MensaarLecker -- A statistics for UdS Mensa using Selenium

Projects Python Scraper Selenium

Created At : 2024-10-06 05:03

Count:888 Views :

🍽 🥨 MensaarLecker – A beloved tool to find out Mensa Ladies’ favourite menu 🥨 🍽

I Dedicate this project to my favourite Mensa in Germany. I love you deeply with all my heart. Thank you for all the budget menu and frozen food recommendations. The food price is so low, just like my body weight.

This post is to share the walkthrough of this project’s development. For project details, please visit the repository MensaarLecker

Motivation

Me and my friends ~~hate~~love the UdS Mensa so much! The infinite frozen food and french fries menus give us so much energy and motivation for the 5-hour afternoon coding marathon. However, no one actually knows how many potatoes they have exterminated throughout the week. We have a genius webpage created by some Schnitzel lover. Personally, I like its minimalistic layout and determination on Schnitzel searching.

However, we want more.

It’s not just Schnitzel; we want to know everything about their menu. We want to know what’s inside the mensa ladies’ brains when they design next week’s menu.
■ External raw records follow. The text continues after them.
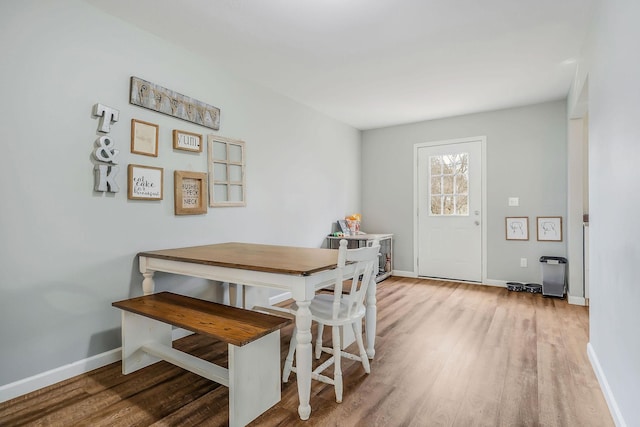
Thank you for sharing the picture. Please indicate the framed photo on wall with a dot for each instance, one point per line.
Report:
(144, 183)
(187, 141)
(517, 227)
(144, 138)
(549, 228)
(190, 191)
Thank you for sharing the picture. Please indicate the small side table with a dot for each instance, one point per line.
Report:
(385, 267)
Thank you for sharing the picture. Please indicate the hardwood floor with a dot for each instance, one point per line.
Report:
(447, 354)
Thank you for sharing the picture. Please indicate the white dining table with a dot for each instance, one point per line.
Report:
(301, 271)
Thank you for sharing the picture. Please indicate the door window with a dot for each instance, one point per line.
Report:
(449, 184)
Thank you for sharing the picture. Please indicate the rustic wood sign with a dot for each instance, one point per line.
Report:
(190, 192)
(187, 141)
(157, 98)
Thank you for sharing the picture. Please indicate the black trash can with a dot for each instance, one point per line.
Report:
(554, 276)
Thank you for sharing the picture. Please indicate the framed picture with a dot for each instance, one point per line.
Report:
(226, 172)
(190, 191)
(187, 141)
(549, 228)
(517, 227)
(144, 138)
(144, 183)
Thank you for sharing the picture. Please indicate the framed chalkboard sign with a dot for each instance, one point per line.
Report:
(144, 183)
(344, 227)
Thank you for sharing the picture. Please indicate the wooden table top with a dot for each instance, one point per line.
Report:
(251, 256)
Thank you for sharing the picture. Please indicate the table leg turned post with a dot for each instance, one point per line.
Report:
(370, 318)
(303, 357)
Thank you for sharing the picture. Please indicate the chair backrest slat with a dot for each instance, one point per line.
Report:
(366, 266)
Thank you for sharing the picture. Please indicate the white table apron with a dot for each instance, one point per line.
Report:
(302, 288)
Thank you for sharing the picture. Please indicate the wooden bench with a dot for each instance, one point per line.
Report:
(253, 375)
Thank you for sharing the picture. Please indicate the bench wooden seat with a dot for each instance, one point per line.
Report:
(253, 373)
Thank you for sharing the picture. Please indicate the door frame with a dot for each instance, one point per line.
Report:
(483, 221)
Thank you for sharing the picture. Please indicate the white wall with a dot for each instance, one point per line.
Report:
(611, 65)
(67, 252)
(526, 157)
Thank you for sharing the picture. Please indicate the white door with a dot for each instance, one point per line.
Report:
(449, 202)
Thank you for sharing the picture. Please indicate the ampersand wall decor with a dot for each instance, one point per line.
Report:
(105, 153)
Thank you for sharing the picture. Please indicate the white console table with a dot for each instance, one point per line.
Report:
(385, 267)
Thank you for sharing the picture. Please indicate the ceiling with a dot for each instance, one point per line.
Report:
(377, 63)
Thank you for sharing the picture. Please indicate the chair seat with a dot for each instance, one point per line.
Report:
(321, 308)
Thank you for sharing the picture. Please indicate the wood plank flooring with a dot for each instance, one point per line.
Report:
(447, 354)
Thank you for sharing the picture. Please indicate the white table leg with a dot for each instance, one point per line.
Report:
(303, 357)
(370, 318)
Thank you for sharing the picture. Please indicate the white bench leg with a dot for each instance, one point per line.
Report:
(139, 330)
(254, 378)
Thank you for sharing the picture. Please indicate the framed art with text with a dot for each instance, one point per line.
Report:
(144, 138)
(549, 228)
(517, 227)
(190, 192)
(144, 182)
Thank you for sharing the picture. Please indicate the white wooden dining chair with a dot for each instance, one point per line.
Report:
(340, 309)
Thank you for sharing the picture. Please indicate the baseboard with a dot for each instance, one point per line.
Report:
(44, 379)
(493, 282)
(604, 386)
(576, 300)
(401, 273)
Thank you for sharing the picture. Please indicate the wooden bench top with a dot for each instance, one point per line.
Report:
(230, 324)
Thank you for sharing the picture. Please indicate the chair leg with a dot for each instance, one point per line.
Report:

The desire never ends. We need more data, more details, more, More, MORE!

Description

MensaarLecker is a statistic that collects all the menus’ occurrences and provides daily menu information. It contains:

A web scraper that collects the daily menu of the Mensa in Saarland University.
A statistic that calculates each item’s (main dish & side dish) occurrence and percentage.

Developing Process

Beautiful Soup

I started my journey with Beautiful Soup, one of the most popular Python web scraper packages. However, as a Uni that is well-known for its computer science program, all the menus are rendered using JavaScript. And beautiful can only scrape HTML and XML tags. So the scraper can only see an empty skeleton page:

Selenium

Basically, Selenium is a Webdriver that opens a browser naturally, like a human user. Then from there we can scrape the rendered information. Things get simpler once we can see the website as we see it on the browser. We just need to find the tag that contains the information we need and save it for storage.

Scraping

data we need	tag
menus	`<div class="counter">`
date	`<div class="cursor-pointer active list-group-item">`
main dish	`<span class="meal-title">`
side dish	`<div class="component">`

The first part of the task is to get the daily menu. We also get the date on the website to make the following work easier.

By the find_element and find_elements functions in Selenium, we can create a simple scraper like this:

from selenium import webdriver
from selenium.webdriver.common.keys import Keys
from selenium.webdriver.common.by import By

driver = webdriver.Firefox()
driver.get("https://mensaar.de/#/menu/sb")
counters = driver.find_elements(By.CLASS_NAME, "counter")

for counter in counters:
    meal_title = meal.find_element(By.CLASS_NAME, "meal-title").text.strip()

However, on the webpage there is also a counter called Wahlessen. Which refers to a more pricy and unpredictable menu, and we want to exclude its data:

counter_title = counter.find_element(By.CLASS_NAME, "counter-title").text.strip()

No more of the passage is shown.